Chapter 123,474 wordsPublic domain

Dieselbe Erkenntnis haben z. T. unabhängig voneinander eine Reihe tiefer Denker gefunden. Vor allem klar und überzeugend hat sie +Ludwig Feuerbach+ (»Das Wesen des Christentums«) dargestellt. Überall, bei allen Religionen, wies er das gleiche Schauspiel nach: die Selbstdarstellung des Menschen in seinen Göttern. Der Mensch kann eben über sein eigenes Wesen nicht hinaus. »Was dem Menschen Gott ist, das ist +sein+ Geist, +seine+ Seele; Gott ist das offenbare Innere, das ausgesprochene Selbst des Menschen.« Es ist das gleiche, wenn +Anatole France+ sagt: »Die Götter haben den Menschen das Leben zu verdanken, denn ihr Wesen besteht aus den Gedanken und Gefühlen ihrer Anbeter«, oder, wie es +Walt Whitman+ ausdrückt: »Nicht die Religionen schaffen den Menschen, sondern der Mensch die Religionen.« Gleicher Überzeugung lebten +Max Stirner+ und +Friedrich Nietzsche+, leben +Maeterlinck+, +J. P. Jacobsen+, +Ellen Key+ (»Der Lebensglaube«, S. 552, wo man weitere Belege findet) und vor allem auch, es noch weiter ausbauend und tiefer erfassend, +Eduard von Hartmann+, über dessen Auffassung wir uns am schnellsten belehren lassen durch +W. von Schnehen+ (»Der Volkserzieher«, X. Nr. 19, S. 151): »Ich bin mir bewußt, daß mein wahres Selbst Gott ist, und dieser Tatsache mir bewußt zu werden und danach zu handeln, oder, wie es Schiller ausdrückt, Gott in meinen Willen aufzunehmen, das ist meine wahre Aufgabe, wenn ich als religiöser Mensch leben will. Aber mein Bewußtsein von dieser meiner wesenhaften Einheit mit Gott ist nicht diese Einheit selbst, mein Gedanke an die Gottheit ist nicht schon die Gottheit und die Vorstellung meines Selbst (d. h. mein Ich) nicht das wirkliche Sein dieses Selbst, sondern eben nur dessen mehr oder minder unvollkommenes Spiegelbild im Bewußtsein.«

»Es ist das der +konkrete Monismus+ im Gegensatz zu dem abstrakten Monismus der Inder und Mystiker, wie des +Angelus Silesius+, welcher sagte: »Ohne mich kann Gott nicht leben; rufe nicht nach Gott, denn die Quelle ist in dir; wer nicht Gott wird, sieht Gott niemals.« Über diesen konkreten Monismus, dem also Geister wie Spinoza, Lessing, Goethe, Kant, Herder, Schiller, Fichte, Hebbel, Schelling, Schopenhauer, Lange, Fechner vorgearbeitet haben, lese man +E. v. Hartmanns+ »Religion des Geistes« und wie +W. v. Schnehen+ (a. a. O.) lebhaft empfiehlt: +Arthur Drews+ neue Schrift, »Religion des Selbstbewußtseins« (Eugen Diederichs Verlag), die er als »eines der schönsten und tiefsinnigsten Werke der gesamten religiösen Literatur« bezeichnet, die ich selbst aber noch nicht kenne.

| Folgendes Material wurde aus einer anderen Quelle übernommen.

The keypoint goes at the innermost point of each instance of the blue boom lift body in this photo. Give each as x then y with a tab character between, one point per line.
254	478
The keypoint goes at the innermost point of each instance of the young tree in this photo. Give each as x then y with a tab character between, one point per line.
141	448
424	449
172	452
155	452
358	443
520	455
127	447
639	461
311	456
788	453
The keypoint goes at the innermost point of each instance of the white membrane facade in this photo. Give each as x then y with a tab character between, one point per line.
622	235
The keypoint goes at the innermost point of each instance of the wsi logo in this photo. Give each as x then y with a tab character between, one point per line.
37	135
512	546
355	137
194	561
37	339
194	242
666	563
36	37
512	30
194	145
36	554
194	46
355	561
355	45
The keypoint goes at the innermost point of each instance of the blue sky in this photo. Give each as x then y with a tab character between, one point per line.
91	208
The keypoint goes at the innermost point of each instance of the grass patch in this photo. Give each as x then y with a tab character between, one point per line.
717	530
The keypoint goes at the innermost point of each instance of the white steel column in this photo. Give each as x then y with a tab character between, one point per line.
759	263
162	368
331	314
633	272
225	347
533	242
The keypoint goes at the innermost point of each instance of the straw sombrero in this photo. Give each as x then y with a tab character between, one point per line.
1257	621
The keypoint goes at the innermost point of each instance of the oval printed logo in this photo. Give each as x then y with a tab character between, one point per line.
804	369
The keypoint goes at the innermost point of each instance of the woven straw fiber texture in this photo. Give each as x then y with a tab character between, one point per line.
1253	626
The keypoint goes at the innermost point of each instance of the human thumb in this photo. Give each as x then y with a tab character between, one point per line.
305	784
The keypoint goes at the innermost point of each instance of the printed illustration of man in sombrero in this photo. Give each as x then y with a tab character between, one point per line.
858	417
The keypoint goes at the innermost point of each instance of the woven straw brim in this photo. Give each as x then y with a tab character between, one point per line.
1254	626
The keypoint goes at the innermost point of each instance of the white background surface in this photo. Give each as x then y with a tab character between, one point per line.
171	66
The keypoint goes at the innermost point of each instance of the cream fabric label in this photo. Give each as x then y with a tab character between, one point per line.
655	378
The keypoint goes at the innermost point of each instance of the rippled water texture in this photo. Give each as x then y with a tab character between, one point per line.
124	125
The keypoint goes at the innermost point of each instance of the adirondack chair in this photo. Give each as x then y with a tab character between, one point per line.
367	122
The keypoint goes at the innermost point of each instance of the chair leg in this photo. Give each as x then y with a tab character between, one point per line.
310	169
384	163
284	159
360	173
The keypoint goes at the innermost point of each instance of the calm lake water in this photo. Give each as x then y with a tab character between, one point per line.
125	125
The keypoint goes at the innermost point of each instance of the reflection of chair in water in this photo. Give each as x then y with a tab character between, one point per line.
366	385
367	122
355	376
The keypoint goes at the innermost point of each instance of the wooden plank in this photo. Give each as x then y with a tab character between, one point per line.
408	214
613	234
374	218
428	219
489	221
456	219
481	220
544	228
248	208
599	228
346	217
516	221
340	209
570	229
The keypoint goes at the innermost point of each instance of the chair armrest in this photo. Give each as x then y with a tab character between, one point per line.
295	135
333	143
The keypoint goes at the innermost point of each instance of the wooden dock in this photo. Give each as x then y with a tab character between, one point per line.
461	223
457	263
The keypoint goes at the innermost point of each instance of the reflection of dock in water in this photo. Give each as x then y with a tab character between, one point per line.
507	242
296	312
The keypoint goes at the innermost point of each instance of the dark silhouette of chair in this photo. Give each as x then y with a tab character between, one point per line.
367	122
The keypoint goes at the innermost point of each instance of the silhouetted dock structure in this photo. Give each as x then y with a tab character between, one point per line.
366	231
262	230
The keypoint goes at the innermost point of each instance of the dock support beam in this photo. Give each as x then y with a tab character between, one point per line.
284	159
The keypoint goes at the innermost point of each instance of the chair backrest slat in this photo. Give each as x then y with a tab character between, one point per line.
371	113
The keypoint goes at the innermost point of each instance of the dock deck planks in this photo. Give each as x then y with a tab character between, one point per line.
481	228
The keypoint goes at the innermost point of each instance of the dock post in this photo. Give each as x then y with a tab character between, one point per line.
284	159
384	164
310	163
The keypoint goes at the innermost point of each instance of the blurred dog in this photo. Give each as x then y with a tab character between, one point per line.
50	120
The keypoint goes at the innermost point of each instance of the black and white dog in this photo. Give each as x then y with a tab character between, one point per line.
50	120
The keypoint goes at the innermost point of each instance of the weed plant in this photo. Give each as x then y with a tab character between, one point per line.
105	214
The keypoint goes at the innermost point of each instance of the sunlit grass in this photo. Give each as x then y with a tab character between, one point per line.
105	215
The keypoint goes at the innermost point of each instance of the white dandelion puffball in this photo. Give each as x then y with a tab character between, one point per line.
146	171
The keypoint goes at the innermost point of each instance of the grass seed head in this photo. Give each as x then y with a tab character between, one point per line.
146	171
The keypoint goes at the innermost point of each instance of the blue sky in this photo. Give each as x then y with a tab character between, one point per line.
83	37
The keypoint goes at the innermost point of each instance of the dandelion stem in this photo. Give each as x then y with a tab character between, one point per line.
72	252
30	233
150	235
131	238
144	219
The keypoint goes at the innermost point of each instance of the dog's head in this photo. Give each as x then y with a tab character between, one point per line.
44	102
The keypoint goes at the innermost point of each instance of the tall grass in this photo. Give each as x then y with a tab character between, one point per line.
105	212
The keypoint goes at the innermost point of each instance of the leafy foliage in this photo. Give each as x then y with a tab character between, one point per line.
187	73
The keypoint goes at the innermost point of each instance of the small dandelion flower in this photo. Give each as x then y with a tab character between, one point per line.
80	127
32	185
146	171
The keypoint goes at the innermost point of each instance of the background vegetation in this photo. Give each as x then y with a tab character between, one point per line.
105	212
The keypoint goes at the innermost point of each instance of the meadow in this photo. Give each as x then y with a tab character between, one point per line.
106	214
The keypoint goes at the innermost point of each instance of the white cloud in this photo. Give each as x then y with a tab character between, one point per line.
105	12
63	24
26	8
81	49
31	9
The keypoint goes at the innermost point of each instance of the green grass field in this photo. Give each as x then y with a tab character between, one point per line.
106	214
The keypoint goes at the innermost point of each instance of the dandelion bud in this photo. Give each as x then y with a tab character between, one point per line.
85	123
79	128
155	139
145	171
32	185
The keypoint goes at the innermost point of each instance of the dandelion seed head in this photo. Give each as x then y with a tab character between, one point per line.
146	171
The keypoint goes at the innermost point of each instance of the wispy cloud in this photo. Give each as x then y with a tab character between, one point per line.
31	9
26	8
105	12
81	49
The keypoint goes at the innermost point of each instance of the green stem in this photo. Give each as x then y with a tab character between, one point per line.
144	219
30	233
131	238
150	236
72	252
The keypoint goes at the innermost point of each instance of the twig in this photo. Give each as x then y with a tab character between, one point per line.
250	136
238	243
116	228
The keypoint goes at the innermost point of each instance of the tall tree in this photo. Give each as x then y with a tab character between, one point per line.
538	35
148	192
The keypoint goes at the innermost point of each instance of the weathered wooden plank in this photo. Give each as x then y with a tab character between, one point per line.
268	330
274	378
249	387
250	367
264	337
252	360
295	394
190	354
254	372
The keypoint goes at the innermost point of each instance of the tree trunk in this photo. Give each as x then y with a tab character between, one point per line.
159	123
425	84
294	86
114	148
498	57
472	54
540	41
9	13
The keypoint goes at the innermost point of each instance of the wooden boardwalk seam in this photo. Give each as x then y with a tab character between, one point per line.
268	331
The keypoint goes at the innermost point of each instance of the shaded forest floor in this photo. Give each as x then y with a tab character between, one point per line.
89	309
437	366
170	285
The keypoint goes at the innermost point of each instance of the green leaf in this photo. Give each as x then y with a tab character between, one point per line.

Ich glaube, selbst Christus hätte den Monismus gelten lassen. Nicht aber -- natürlich -- können ihn der Papst und Stöcker gelten lassen.

Das alte Rom bestand jahrhundertelang mit einem ganzen Blumenkorb voll Göttern, auch Griechenland ist nicht an seinen vielen philosophischen und theosophischen Systemen zugrunde gegangen.

Es ist ein Nonsens, 60 Millionen Deutsche, deren jeder seinen eigenen Kopf hat, auf einige Dutzend alter Glaubenssätze verpflichten zu wollen. Gelingt es, so feiern die Heuchelei und die Lüge, der Stumpfsinn und die Gleichgültigkeit wahre Orgien. Davor möge uns ein guter Geist behüten!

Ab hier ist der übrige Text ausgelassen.